The New Yorker exchanged words with Wells Towers.  Some of the words were really interesting and illuminating:

What’s your revision process like?

I tend to be a flash-and-burn reviser. After the collection was bought, I threw out two of the stories that were in the original manuscript, and then I completely tore down and rewrote over half the stories with different characters or different points of view. There is very little shared DNA between the draft that Farrar, Straus & Giroux bought and what we ended up publishing. I went a little bit crazy, but I think the stories are stronger for all the wrecking balls I brought. Even after my editor signed off on my radical decisions, I was still doing them, not from any editorial perspective, but more out of an anxiety and yearning to be better. And not wanting to commit.

So he didn’t just sit down and write a perfect book?  And what was published was different from what was bought???

On his “process” (gag)

The trick is to will yourself into the hypnotic state where you believe your own language and your own story. You have to pare out distractions, especially the vast banality of the Internet, which I find lethal to fiction writing. Fiction is so much harder and scarier to write than nonfiction. It requires an enormous amount of concentration and faith to carve out that little bit of space into which you can insert a world that feels real.

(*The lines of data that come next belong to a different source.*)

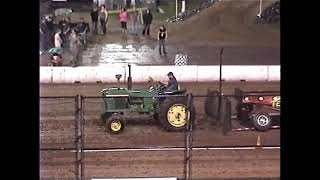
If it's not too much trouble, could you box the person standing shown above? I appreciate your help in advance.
[131,10,139,36]
[90,7,99,34]
[77,17,90,48]
[142,9,153,37]
[99,5,108,34]
[158,25,168,55]
[119,8,128,38]
[166,72,179,91]
[54,28,63,48]
[70,29,82,66]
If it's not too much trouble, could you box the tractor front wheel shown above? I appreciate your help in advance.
[159,97,195,131]
[106,116,125,134]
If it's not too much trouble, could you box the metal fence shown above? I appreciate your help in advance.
[40,94,277,180]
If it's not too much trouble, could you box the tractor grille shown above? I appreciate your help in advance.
[114,98,128,109]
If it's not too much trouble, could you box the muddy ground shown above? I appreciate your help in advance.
[40,82,280,179]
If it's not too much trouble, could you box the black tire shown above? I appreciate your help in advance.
[101,112,112,124]
[158,97,195,132]
[253,112,272,131]
[237,103,252,122]
[106,116,125,134]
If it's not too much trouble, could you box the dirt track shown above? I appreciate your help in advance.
[40,150,280,180]
[40,83,280,179]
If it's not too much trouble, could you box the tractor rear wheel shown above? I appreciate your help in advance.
[253,112,272,131]
[105,115,125,134]
[159,97,195,131]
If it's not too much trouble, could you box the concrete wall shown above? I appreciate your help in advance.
[40,65,280,83]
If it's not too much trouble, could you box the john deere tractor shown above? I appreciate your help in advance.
[101,66,195,134]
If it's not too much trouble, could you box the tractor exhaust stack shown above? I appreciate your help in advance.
[128,64,132,90]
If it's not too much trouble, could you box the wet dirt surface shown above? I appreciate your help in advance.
[40,150,280,180]
[40,82,280,179]
[40,0,280,66]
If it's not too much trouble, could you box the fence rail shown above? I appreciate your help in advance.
[40,93,280,180]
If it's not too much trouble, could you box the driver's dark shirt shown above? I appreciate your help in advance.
[167,77,178,90]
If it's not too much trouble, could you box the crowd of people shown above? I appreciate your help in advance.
[258,1,280,23]
[40,12,90,66]
[40,5,167,66]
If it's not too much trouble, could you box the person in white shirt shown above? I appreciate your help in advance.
[54,29,63,48]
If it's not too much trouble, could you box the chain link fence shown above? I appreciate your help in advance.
[40,93,278,180]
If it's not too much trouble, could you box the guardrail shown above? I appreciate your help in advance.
[40,65,280,83]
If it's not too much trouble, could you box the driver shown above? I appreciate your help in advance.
[167,72,179,91]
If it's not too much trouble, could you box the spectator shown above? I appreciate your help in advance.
[77,17,90,48]
[90,7,99,34]
[166,72,179,91]
[59,18,71,47]
[126,0,131,9]
[54,28,63,48]
[131,10,139,36]
[99,5,108,34]
[155,0,160,12]
[142,9,153,37]
[158,25,168,55]
[40,19,52,51]
[70,29,82,66]
[119,8,128,38]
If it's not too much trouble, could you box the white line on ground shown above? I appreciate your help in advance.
[71,146,280,152]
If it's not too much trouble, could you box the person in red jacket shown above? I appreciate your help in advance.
[119,8,129,38]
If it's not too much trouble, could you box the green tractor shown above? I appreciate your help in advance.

I have a nonfiction desk and a fiction desk, and I’ve deliberately not gotten wireless Internet. In order to go online, I have to go over to the nonfiction desk. 

Wait, other people’s writing is crippled, or preempted, by the internet?  As much as want other people to not be haunted by this problem, it’s always a bit reassuring to know I’m not that only one suffering.  The internet is a cruel mistress, but at least she’s a fair one.

I don’t know where this came from, but somewhere along the way he said

With fiction, there’s no reason why everything you write shouldn’t be amazing. Nobody’s stopping you from making up better stuff.

We just went over this.  Someone is!  It’s the internet!  

Okay, fine, you’re right.  If that’s not a wise kick-in-the-ass, I don’t know what is.